A Club SAT, in collaboration with MUTEK, featuring a French/Northern Irish artist, performer embodying the unexpected, sound designer exploring extremes, and founder of the interdisciplinary label and collective SFX: Zoë Mc Pherson. Opening the night are two artists from Montreal’s underground scene: CPR Annie and Amselysen.
Between sharp percussions, hyper-kinetic singeli rhythms, and emotive club-ready pop, Zoë Mc Pherson shapes bold sonic worlds where imagination and reality collide. Their wide-ranging practice embodies complete creative freedom, always in pursuit of new forms and sonic possibilities.
Alongside them, CPR Annie and Amselysen bring their singular visions of the club. CPR Annie, with sets free from genres and eras, liberated from any formatted thinking, breathes vital life into the dancefloor. Amselysen delivers polymorphic sets where IDM, noise, techno, hyperpop, and synthwave intertwine, creating a caustic and unpredictable club experience.

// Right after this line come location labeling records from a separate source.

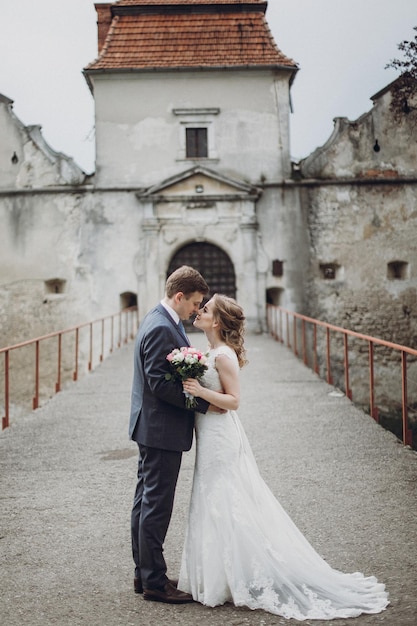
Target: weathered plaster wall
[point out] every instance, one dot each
(139, 137)
(362, 217)
(26, 160)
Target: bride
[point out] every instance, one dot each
(240, 544)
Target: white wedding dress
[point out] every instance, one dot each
(242, 547)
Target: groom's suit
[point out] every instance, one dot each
(163, 429)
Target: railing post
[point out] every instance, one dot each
(90, 360)
(102, 340)
(407, 432)
(303, 333)
(288, 330)
(112, 333)
(348, 390)
(328, 363)
(77, 333)
(35, 402)
(373, 409)
(294, 332)
(315, 360)
(5, 420)
(58, 380)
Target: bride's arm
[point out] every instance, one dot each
(229, 378)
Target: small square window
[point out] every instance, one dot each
(397, 270)
(277, 267)
(196, 143)
(329, 271)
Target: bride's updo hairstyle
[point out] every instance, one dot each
(231, 319)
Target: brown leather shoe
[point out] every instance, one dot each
(169, 594)
(137, 584)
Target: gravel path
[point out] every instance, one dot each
(67, 475)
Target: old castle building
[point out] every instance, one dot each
(193, 166)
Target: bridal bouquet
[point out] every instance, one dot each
(186, 363)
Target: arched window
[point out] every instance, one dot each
(212, 263)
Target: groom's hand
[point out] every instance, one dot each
(215, 409)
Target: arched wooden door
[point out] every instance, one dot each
(212, 263)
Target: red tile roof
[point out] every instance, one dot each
(189, 2)
(147, 36)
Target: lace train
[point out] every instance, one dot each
(241, 546)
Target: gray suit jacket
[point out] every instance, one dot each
(158, 417)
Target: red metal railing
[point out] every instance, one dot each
(100, 345)
(281, 322)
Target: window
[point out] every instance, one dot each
(397, 270)
(196, 143)
(277, 267)
(330, 271)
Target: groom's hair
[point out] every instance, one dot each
(187, 280)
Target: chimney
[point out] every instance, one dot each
(104, 19)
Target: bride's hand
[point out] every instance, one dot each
(192, 386)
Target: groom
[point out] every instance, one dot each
(163, 428)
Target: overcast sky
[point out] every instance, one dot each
(341, 47)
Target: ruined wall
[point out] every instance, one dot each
(360, 193)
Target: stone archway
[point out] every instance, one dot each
(212, 262)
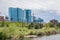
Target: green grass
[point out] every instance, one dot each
(15, 30)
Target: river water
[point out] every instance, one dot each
(51, 37)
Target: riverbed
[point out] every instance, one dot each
(51, 37)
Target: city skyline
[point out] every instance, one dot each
(44, 5)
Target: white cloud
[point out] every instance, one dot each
(31, 4)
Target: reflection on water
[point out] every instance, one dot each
(52, 37)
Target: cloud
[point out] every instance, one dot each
(30, 4)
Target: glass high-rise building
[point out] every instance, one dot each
(28, 15)
(19, 15)
(16, 14)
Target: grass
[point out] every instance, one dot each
(14, 31)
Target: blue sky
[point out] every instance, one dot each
(45, 9)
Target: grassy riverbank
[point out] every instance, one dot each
(15, 32)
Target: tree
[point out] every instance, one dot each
(54, 22)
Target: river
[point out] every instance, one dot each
(51, 37)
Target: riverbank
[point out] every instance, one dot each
(18, 32)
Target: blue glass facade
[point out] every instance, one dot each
(15, 14)
(19, 15)
(28, 15)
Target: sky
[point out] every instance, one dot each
(45, 9)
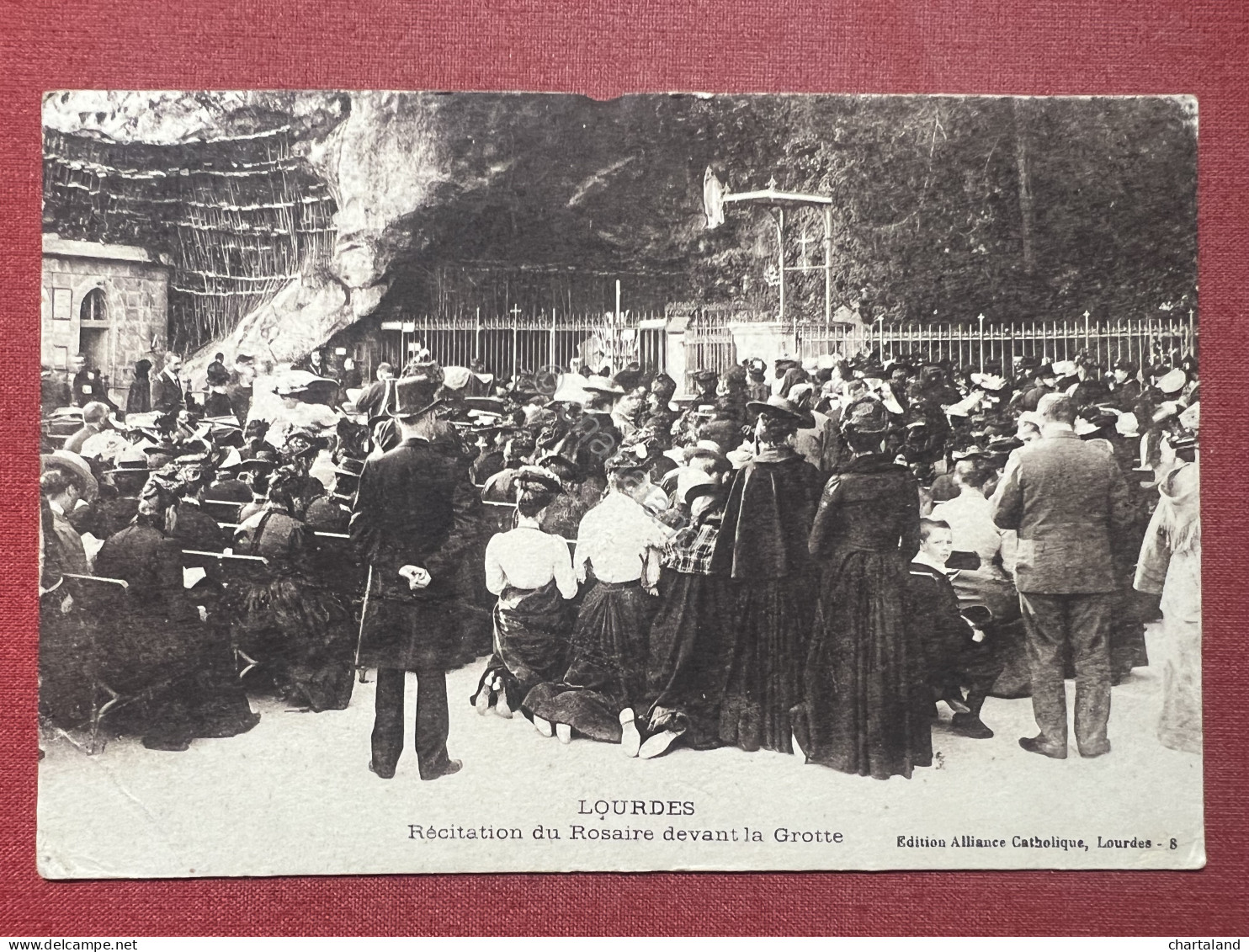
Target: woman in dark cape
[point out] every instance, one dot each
(290, 619)
(139, 397)
(866, 704)
(531, 572)
(761, 547)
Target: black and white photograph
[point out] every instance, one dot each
(527, 482)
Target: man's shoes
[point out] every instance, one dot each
(501, 707)
(970, 726)
(657, 743)
(382, 774)
(631, 741)
(957, 705)
(446, 770)
(1034, 745)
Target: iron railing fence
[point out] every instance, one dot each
(711, 343)
(513, 343)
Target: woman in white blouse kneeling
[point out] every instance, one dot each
(619, 544)
(531, 572)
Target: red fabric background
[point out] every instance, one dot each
(604, 48)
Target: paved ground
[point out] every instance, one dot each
(294, 796)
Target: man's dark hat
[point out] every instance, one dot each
(537, 476)
(131, 460)
(193, 451)
(968, 453)
(663, 385)
(784, 407)
(261, 460)
(629, 379)
(866, 415)
(631, 457)
(301, 443)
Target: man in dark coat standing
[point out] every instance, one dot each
(1071, 506)
(410, 521)
(169, 395)
(89, 384)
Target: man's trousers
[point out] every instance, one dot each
(1083, 621)
(433, 720)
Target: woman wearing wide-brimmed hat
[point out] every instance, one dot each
(866, 704)
(687, 649)
(531, 572)
(761, 547)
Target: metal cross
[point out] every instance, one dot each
(803, 242)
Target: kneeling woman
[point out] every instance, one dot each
(159, 642)
(531, 572)
(619, 544)
(289, 619)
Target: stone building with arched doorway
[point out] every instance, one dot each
(108, 302)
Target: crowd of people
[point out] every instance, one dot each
(816, 557)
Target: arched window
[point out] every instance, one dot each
(93, 305)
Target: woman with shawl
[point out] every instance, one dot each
(159, 641)
(1171, 565)
(761, 547)
(866, 704)
(684, 673)
(289, 617)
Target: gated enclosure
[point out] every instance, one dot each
(516, 343)
(711, 341)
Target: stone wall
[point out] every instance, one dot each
(136, 314)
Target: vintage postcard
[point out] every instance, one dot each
(454, 482)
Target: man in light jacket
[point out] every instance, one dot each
(1070, 505)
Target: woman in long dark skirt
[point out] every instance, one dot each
(295, 625)
(531, 572)
(159, 642)
(619, 542)
(866, 704)
(761, 547)
(684, 675)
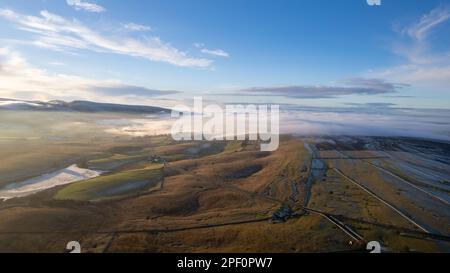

Zoë Mc Pherson embodies the unexpected. Their vibrant, nuanced music tests sonic extremes and musical pleasure, grapples with politics and raw emotion, shapes fantasy concepts and meditates on reality. Their albums and EPs strike out into uncharted zones, moving from the acute percussive angles to more melodious, vocal-charged exploration. Their style draws from soundsystem music, singeli rhythms, avant-garde synthesis, textural experimentation and club-ready pop. Mc Pherson has performed internationally at events such as CTM, MUTEK Mexico, Rewire and Novas Frequências, and developed installations and residencies with 4DSOUND at MONOM and the PHI Foundation. They also collaborate widely across different projects, lead workshops and run SFX, the multimedia platform they founded in 2020 to release their music and collaborative audio-visual projects.
CPR Annie is dedicated to giving the dancefloor the kiss of life it deserves. Unbound by specific genres and eras, she curates mixes that are free of formulaic thinking. On describing her sound, CPR Annie prefers to let the Machines talk and asserts that she has nothing more to say through the art of the Written Word.
As Amselysen, sound-recording artist Hakeem Lapointe never lingers on a single sound. After stints in IDM, noise, techno, art-pop and synthwave, their new endeavour promises dry, plastic, bold productions and pure electronic explosions. Still as hyperdynamic and iconoclastic as ever, Amselysen delivers wretched peace and caustic club rhythms.